Friends in Ethnic Cleansing: Myanmar and Israel Sign Education Deal to Rewrite History


Both countries signed a cooperation agreement to “mutually verify school textbooks, particularly concerning the passages referring to the history of the other state."

Controlling how history is taught also gives you control over how people think about their past and present, and the Israeli and Myanmar governments are well aware of that.


The governments of both governments signed an education cooperation agreement Monday allowing them to rewrite their own history in each other's textbooks, contributing to a more benevolent image of them and their responsibility in ethnic cleansing against the Palestinians by Israel and against the Rohingya muslims in Myanmar. 

According to the agreement, of which the Israeli newspaper Haaretz got a copy, the countries will “cooperate to develop programs for the teaching of the Holocaust and its lessons of the negative consequences of intolerance, racism, anti-Semitism and xenophobia as a part of the school curriculum in the Republic of the Union of Myanmar.”
“An education agreement with Myanmar. Cooperation continues with our friends all over the world.”

However, both countries fail to remember and acknowledge their own violent, intolerant, racist, and xenophobic acts against native populations in their countries or in territories they control.

The agreement will also promote academic cooperation, including conferences, training courses and even the development of Israeli and Jewish studies programs in Myanmar and Myanmar studies in Israel, including language programs.

The countries will be able to “mutually verify school textbooks, particularly concerning the passages referring to the history of the other state and, where needed, introduce corrections to these textbooks,” a move that will basically allow them to write their own nationalist narratives in each others' textbooks and ignore that fact that Israel and Myanmar have been respectively ethnic cleansing their territories from the Palestinian and Rohingya peoples.

A Rohingya refugee stands next to a pond in the early morning at the Balukhali refugee camp near Cox's Bazar, Bangladesh December 26, 2017. Photo | Reuters.

The Rohingya, a Muslim minority in the predominantly Buddhist Myanmar, have been victims of a systematic ethnic cleansing program by the government for years, but the process intensified in 2017 when the military carried out mass executions and rape, forcing about 700,000 of them to flee to Bangladesh and other neighboring countries.

The United Nations has said Myanmar's campaign against the Rohingya Muslim population “a textbook example of ethnic cleansing.”

"Of course Israel sees Myanmar as a friend.
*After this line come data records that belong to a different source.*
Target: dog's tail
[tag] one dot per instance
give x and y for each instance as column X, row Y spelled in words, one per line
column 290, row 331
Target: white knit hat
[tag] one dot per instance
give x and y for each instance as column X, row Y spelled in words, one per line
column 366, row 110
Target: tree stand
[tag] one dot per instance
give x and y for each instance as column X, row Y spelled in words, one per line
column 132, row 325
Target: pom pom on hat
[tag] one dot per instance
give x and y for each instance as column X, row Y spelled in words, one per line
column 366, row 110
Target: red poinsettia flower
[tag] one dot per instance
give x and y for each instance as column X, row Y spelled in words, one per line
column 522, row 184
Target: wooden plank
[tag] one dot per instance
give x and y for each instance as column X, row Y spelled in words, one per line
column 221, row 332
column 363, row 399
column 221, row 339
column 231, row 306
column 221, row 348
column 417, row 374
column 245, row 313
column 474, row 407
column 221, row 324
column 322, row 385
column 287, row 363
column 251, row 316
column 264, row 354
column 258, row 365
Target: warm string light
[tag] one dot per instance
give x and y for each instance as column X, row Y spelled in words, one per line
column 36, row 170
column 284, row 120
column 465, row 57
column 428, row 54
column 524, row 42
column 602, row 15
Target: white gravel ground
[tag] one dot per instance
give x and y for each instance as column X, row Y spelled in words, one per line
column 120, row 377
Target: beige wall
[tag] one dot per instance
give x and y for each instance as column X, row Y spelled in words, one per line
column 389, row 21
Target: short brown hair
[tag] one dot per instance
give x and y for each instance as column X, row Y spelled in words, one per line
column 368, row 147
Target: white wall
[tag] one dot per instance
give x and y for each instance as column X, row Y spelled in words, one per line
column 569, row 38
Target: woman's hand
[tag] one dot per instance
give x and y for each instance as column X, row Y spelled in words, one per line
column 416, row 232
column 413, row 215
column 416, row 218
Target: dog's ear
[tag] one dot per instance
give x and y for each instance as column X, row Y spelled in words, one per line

Both states share  the same exclusionist world view. Both states have engaged in mass state crime criminality against those they have defined as non-citizens. Both states operate systems of apartheid, structural discrimination and unfettered state brutality. It is entirely predictable that they now engage in a shared educational programme of state crime denial," Penny Green, professor of law and globalization at Queen Mary University of London, told Middle East Eye.

But cooperation between Israel and Myanmar is not only ideological. More than 100 tanks, as well as boats and light weapons have been sold to the Myanmar government by Israeli arms companies, according to investigations by several human rights groups, despite the United States and the European Union imposing an arms embargo against Myanmar.

One company, TAR Ideal Concepts, has also trained Myanmar special forces in northern Rakhine state, where much of the violence is taking place.

Israel has a long history of contributing to other countries' own ethnic cleansing.

In 1982, the General Efrain Rios Montt came to power after a military coup, becoming president of Guatemala between 1982 and 1983. During an interview with ABC News, Rios Montt said the coup had easily succeeded because many of this soldiers “were trained by Israelis.”

The Israeli military then helped Guatemalan regimes that carried out a genocide against the Mayan population. Between 1954 and 1996, the Guatemalan juntas killed more than 200,000 people, 83 percent of which were Indigenous Mayans. The period known as the “Mayan Genocide,” which lasted from 1981 to 1983, coincides with the peak of Israel-Guatemala military cooperation.

It comes as no surprise that many voices in Guatemalan politics, especially from the right-wing, deny there had been any ethnic cleansing in the country.